Continuing to Die: There Once Lived a Woman Who Tried to Kill Her Neighbour’s Baby by Ludmilla Petrushevskaya

These twin faults don’t have to be damaging in a short story. Brevity is no sin, for the best short stories are mere vignettes anyway, containing and pulsing with snatches of life. And as long as the story isn’t a whodunit, the predicted conclusion is tolerated if the writing can stand up — the travelling being more enjoyable than the arriving. But a good portion of these tales are too episodic to have a sustaining impact. We feel it in particular in a story called “The Miracle.” As in her novel, The Time: Night, we have a woman who is tormented by her abusive and ungrateful son. At her wit’s end, she is told to find Uncle Kornil who can give her advice. It turns out he lives in the boiler room of a hospital. She is instructed to take as an offering a bottle of vodka. She discovers quickly he doesn’t live alone there, it being

the gathering spot for all local drunks. It looked like every bum in the neighborhood hung out there.

Two or three loitered near the basement door, either waiting for someone or just passing the time.

Worried they’d steal her vodka, Nadya made for the door like a tank, sweeping the drunks from the way and knocking loudly on the door. It opened just a sliver, then welcomed her fully when Nadya flashed one of her bottles from the bag. The drunks outside tried to get in behind her, and there was some commotion as she entered the basement.

She was immediately relieved of one of the bottles; the person who did so informed Nadya that Uncle Kornil was very ill and mustn’t be allowed to drink under any circumstances.

He pointed her to a corner where a man lay next to an old wardrobe with its doors missing. He looked like he’d just been picked out of the trash. He lay with his arms outstretched. This was Kornil.

No impressions, no smells, no real sights — there is hardly any distinction between this scene and the one Nadya has just left aboveground. What should be a descent into a scabrous and toxic netherworld is nothing more than an unsavoury trip downstairs. Petrushevskaya opts for plain description and forges an atmosphere shorn of menace. The similes are either misjudged (“Nadya made for the door like a tank”) or stale (“He looked like he’d just been picked out of the trash”). (Later, and paradoxically, in a bid to give more life to Kornil, we are told “Kornil lay there like a corpse”). The author’s approach serves a purpose when describing feeling but not a mood or a scene. It reminds us that these are skeletal fairy-tales when placed alongside Carter’s colourful, gutsy abundance; too brittle when weighed against Kafka’s robustness. In a similar vein “The Black Coat” is underwritten. We find ourselves reading Petrushevskaya and longing to shade in the missing detail. The dark building in which the amnesiac girl loses herself further should be more, namely a threatening funhouse where each room is a hall-of-mirrors which distorts images, discomfits characters and disorientates both character and reader. By the same token we yearn to refashion her endings. When the girl’s mother says “Dear God, what a terrible dream I’ve just had,” the wearyingly familiar ground annuls the other shock Petrushevskaya has for us.

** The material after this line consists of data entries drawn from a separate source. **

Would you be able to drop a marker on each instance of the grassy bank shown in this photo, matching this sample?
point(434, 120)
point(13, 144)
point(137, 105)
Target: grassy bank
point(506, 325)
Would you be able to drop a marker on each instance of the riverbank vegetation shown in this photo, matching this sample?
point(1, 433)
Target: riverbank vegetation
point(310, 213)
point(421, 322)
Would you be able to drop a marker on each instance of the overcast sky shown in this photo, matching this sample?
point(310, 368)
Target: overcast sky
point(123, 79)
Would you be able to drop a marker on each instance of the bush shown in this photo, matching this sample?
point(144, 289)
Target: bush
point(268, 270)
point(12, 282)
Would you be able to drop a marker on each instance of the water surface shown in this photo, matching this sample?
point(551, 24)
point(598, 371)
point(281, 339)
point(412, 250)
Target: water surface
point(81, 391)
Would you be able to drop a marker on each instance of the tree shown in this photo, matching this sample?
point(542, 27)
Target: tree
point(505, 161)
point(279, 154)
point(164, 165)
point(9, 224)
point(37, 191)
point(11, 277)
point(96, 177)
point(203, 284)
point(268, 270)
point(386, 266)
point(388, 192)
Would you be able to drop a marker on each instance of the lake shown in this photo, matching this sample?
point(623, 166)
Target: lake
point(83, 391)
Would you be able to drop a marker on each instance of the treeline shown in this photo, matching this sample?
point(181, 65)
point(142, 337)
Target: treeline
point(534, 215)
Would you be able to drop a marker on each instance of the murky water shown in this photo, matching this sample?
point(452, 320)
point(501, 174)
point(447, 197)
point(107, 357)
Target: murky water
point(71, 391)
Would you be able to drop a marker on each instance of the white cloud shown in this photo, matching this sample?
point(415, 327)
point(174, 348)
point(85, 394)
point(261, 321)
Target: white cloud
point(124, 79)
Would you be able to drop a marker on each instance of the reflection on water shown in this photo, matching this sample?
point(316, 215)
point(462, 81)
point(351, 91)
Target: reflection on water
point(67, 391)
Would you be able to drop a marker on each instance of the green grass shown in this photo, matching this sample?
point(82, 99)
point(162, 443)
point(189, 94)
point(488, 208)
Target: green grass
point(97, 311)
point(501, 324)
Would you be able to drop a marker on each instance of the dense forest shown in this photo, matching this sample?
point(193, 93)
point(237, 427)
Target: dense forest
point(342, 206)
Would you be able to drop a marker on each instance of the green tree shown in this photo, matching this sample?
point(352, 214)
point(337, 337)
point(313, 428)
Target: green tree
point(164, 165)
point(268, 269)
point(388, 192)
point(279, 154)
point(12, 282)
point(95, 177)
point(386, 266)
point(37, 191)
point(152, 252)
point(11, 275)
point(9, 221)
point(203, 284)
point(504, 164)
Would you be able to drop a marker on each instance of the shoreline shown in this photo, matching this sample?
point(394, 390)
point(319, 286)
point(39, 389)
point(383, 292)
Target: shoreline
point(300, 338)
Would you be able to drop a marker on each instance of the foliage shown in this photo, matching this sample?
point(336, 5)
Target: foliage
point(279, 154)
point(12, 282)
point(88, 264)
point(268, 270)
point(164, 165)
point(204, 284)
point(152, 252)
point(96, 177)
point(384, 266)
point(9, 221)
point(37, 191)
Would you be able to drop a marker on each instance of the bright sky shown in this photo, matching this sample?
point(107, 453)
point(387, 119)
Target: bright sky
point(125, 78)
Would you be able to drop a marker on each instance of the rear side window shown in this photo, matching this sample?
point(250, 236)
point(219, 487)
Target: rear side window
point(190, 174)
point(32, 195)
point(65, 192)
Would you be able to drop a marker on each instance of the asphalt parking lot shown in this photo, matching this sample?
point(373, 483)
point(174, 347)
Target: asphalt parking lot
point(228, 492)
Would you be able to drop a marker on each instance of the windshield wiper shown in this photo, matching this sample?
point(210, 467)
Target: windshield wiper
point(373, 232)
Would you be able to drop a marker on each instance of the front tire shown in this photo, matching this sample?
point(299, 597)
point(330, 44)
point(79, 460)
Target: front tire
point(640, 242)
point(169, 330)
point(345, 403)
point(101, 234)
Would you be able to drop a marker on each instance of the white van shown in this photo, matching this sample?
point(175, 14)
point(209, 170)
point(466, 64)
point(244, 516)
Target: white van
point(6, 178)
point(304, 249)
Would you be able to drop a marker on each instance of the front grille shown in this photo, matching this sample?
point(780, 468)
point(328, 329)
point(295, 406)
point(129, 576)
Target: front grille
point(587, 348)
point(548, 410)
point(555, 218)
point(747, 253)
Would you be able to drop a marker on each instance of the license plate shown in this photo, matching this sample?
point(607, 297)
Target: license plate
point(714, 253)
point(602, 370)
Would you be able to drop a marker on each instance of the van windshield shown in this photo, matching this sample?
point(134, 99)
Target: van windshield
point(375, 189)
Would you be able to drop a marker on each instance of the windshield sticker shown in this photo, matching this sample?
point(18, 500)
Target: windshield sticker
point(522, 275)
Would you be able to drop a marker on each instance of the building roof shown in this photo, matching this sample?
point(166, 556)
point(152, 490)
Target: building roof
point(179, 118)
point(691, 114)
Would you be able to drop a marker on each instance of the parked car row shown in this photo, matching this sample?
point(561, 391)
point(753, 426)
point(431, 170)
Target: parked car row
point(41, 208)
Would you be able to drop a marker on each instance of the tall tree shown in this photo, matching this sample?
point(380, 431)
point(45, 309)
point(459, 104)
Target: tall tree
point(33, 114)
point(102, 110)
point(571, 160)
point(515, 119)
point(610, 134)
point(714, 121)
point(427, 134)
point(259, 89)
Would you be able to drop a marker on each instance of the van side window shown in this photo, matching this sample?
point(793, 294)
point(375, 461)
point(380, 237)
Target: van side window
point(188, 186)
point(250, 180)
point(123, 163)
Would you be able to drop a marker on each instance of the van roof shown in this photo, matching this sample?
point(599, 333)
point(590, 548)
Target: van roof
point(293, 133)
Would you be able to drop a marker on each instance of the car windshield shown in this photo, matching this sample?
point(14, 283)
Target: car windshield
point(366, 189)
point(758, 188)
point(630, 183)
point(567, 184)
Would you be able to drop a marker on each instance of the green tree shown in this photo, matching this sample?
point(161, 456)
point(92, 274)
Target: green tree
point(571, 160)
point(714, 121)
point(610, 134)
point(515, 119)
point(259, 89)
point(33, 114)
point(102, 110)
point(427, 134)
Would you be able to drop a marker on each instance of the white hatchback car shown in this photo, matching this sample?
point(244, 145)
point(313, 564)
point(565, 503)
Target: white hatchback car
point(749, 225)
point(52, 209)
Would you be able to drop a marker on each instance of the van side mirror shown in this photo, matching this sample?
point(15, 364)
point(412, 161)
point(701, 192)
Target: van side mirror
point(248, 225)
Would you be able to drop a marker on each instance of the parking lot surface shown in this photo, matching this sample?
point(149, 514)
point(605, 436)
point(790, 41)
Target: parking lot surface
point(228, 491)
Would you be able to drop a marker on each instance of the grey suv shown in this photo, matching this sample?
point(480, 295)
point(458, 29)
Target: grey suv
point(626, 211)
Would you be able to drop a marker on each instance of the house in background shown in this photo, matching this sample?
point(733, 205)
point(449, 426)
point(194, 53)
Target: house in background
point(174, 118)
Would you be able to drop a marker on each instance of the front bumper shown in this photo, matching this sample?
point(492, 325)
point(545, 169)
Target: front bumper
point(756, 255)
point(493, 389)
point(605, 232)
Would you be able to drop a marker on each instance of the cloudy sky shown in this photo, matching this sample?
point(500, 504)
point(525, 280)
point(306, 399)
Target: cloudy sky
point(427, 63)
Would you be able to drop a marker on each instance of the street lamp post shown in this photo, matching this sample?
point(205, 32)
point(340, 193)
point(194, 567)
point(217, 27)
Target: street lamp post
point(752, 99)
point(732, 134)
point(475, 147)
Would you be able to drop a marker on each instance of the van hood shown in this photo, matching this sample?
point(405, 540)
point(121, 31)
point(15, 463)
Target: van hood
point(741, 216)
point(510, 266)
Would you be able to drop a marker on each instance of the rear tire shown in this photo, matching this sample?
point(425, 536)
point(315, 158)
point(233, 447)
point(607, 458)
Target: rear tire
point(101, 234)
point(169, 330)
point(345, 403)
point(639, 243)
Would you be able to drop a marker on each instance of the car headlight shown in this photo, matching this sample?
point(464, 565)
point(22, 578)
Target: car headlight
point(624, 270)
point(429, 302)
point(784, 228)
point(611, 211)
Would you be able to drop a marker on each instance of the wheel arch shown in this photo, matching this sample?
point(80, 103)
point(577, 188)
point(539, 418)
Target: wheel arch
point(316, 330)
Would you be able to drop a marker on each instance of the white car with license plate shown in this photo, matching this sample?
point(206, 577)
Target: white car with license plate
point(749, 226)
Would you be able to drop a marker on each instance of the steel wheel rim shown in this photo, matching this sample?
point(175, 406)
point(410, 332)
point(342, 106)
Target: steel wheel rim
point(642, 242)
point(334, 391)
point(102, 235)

Her tales are Kafka-like rather than Kafkaesque, as the latter carries with it an in-built set of tropes and themes. But unlike Kafka, Petrushevskaya tells rather than foretells, choosing to illustrate the quotidian misery of Soviet and post-Soviet life, not what future miseries might be in store. There is grievance and criticism to be found in these stories but no one-man armies railing or flailing ineffectually against tortuous laws, warped justice and amorphous authority. The most Kafka-like stories in this collection deal with the topos of persecution: “The New Robinson Crusoes,” in which a family are on the run in the “forgotten country” to escape an unnamed foe, and “Hygiene,” which has a family barricading themselves indoors to protect against a life-threatening epidemic. Both families are therefore retreating, with outside and inside flip-sides of the same coin. Tellingly, the family in “Hygiene” is the R. family, redolent of The Trial’s Josef K., and later Coetzee’s Michael K — broken, stubby, abbreviated names (like the m-d) for withered, worn-down characters, and their close confinement in their prison-cell home brings to mind the Strafkolonie and Michael K’s holding camps. Once again they are characters we are not fully allowed to get acquainted with. Petrushevskaya holds too much back, sometimes only doling out shadows: In “There’s Someone in the House” the m-d encounters scavengers in the gloom who behave “like shades of men — shy, unnoticeable, dark.” And in ‘The Shadow Life’ we hear that “her mother had been young still and might have fallen into that shadow life, from which so many people never return.” Not only single characters but whole families in her stories drift across the page and perform deeds but who are ultimately unknowable. Families are usually fragmented wholes in Petrushevskaya’s world anyway, with members dispersed, marriages shattered and homes broken. “All those family dramas straight out of Turgenev,” our m-d says when recalling what it was like to have a family, but the cruelty among family members, ranging from bickering to hatred, with scars left festering and feuds unresolved, lies in stark contrast to Turgenev’s essentially redemptive tales, even when they do come at the cost of unfulfilled love.